The company – a producer of taste ingredients, natural colours and antioxidants – is one of the food and beverage industry’s most acquisitive players, with eight acquisitions already agreed this year and $255 million in M&A activity during 2016.
In its two most recent acquisitions, it paid more than $4 million to acquire the remaining stakes in Spanish plant extracts manufacturer Nutrafur and Canadian flavours producer BSA.
Yehudai said he was very confident that Frutarom would meet the target it had set itself, and potentially even exceed it, as the business was regularly acquiring more growth than it needed in order to keep to the commitment.
“In order to achieve that target, the mathematics are saying we need to grow internally by 4% or 5%,” he said. “In the last two years, we grew much faster – especially in the first quarter.
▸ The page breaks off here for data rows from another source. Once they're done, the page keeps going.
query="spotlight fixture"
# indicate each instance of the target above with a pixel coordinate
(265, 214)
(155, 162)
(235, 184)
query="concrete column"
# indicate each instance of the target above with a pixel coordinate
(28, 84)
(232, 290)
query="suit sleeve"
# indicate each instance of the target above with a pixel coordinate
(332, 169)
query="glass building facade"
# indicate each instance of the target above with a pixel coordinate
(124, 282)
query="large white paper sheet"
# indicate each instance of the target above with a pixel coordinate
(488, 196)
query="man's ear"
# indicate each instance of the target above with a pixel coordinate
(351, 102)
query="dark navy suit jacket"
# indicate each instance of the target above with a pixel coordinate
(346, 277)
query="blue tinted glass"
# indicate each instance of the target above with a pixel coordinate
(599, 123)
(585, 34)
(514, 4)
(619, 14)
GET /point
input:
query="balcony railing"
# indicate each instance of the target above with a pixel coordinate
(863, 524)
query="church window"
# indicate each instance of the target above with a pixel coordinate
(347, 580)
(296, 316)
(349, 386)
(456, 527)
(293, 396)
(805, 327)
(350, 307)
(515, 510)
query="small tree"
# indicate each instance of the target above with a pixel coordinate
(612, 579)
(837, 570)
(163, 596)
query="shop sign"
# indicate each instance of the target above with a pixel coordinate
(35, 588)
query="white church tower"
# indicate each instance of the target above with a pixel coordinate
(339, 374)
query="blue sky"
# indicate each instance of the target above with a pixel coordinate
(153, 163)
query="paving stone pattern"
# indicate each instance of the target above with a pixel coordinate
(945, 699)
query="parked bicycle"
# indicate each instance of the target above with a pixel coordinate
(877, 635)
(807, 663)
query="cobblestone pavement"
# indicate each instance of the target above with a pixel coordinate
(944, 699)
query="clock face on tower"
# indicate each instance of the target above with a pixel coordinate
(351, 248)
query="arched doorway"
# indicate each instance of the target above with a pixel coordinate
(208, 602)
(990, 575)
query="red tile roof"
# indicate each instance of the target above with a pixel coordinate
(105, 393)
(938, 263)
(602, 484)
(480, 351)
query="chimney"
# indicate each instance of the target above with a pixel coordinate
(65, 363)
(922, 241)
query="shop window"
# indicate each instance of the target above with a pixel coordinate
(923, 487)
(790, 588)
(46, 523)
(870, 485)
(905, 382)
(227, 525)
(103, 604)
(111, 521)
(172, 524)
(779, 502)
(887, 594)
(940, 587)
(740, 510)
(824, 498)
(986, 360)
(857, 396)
We have to acquire revenue around $140-$150 million a year. In the last two years, we acquired an average of $240 million, so we feel very confident we can achieve this target, and maybe even before 2020.”
Yehudai expects to press ahead with Frutarom’s acquisition activity, announcing at least one more deal during the second half of the year. In the case of many of the 200 companies on its shortlist, Yehudai enjoys a personal relationship with the business’ existing operators.
He said his preference was to acquire a majority stake in a company in partnership with its owners and entrepreneurs, who continue to run the business for several years. Frutarom’s purpose in acquisitions is as much about gaining expertise and talent as it is about acquiring new customers and new technology, he said.
“If you look back into the Frutarom journey which I’ve followed over the last 31 years, since Frutarom was a $3 million company, $10 million in 1990, $80 million in 2000 and $450 million in 2010… our run-rate today is around $1.3 billion, so Frutarom came from a position where we didn’t really have presence in most of the geographies and countries where we are operating now.
“As far as our balance sheet is concerned, we have a very strong balance sheet and during all the years since I joined Frutarom, the only time we raised money was in 2005 – $75 million – so we grew from $3 million to $1.3 billion with only $75 million money raised. We have done that because we generate quite a strong cash flow from operations.”
Yehudai said that Frutarom’s strong cash flow position, as well as support from the banks, would allow it to continue its acquisitions activity.
“There’s no problem to leverage our strong EBITDA to do even more acquisitions than those required to achieve the $2 billion target.”